Marianne had already selected her own gown. She showedthe dressmaker a painting by Rembrandt of a simple milkmaid dressed in a robin’s-egg-blue skirt with a white peasant’s blouse and a lace-up vest.
She couldn’t help wondering if Luke would be there, but she doubted it. He was still a member of the Poison Squad, and it would be cruel to attend a banquet and not be allowed a crumb to eat. Still, she missed him and wondered what he was doing at that very moment. It had been four months since she’d seen him, but he was never far from her thoughts.
Vera finally chose a dress based on a painting of Nell Gwynn, the lovely mistress of King Charles II who had been immortalized in dozens of portraits. After their labors at the dressmaker Vera insisted they treat themselves to lunch at an elegant café.
It was warm enough to sit outside, and Vera wanted to show off her smart new hat artfully perched on the side of her head. It featured an enormous brim with a spray of silk roses nestled on one side. She positioned herself at a table that was easily seen by people strolling by. Whenever Vera nodded a greeting to someone, the entire hat dipped at a fetching angle and demanded attention. She looked like a work of art and was loving the admiring glances.

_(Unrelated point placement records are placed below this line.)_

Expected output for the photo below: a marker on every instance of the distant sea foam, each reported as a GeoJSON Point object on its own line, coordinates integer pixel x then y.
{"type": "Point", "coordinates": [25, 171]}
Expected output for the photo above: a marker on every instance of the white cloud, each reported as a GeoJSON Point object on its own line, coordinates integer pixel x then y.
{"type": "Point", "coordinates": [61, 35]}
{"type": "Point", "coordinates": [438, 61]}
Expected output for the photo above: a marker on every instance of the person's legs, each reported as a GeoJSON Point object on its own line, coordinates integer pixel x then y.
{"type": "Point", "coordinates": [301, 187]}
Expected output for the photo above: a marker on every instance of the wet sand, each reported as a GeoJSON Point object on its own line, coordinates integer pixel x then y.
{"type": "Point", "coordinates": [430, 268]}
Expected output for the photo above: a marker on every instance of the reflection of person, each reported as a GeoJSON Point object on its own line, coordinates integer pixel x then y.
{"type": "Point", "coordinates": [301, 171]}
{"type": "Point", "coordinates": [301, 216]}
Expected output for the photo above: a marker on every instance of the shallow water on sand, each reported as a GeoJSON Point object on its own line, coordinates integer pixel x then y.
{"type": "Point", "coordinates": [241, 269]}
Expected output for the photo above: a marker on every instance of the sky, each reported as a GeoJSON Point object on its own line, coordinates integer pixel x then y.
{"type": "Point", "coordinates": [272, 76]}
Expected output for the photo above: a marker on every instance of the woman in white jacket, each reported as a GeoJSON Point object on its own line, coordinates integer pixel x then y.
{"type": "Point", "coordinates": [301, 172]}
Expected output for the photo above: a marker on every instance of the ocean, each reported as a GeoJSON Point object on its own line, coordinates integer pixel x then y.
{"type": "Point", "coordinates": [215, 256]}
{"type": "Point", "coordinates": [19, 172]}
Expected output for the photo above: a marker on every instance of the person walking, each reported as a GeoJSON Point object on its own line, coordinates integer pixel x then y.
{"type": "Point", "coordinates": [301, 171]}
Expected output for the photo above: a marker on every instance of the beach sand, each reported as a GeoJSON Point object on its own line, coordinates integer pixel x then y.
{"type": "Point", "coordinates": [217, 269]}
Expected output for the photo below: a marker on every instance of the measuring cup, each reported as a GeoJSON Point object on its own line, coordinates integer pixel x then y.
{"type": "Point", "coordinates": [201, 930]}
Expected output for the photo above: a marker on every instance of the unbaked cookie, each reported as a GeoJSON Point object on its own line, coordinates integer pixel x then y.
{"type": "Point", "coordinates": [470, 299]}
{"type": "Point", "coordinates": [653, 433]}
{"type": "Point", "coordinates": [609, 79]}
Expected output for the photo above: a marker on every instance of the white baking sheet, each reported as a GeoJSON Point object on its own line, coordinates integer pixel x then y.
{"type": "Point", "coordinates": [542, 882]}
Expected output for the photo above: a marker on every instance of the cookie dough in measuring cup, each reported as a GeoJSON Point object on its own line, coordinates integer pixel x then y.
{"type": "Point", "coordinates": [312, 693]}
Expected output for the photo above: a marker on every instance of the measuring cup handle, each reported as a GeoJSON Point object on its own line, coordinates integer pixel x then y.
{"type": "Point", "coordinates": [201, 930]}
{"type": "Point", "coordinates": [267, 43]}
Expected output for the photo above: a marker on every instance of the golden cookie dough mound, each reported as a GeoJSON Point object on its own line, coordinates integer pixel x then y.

Among the passersby came an oddly dressed man sporting a blue-and-yellow-striped suit with a daffodil pinned to the lapel. He casually swung a gold-tipped walking cane as he ambled toward them. Like every other man with a pulse, he was admiring Vera, but instead of strolling by, he initiated a conversation.
“Mrs. Magruder, am I correct?” he asked.
Vera managed a thin smile but no warmth. “You are indeed.”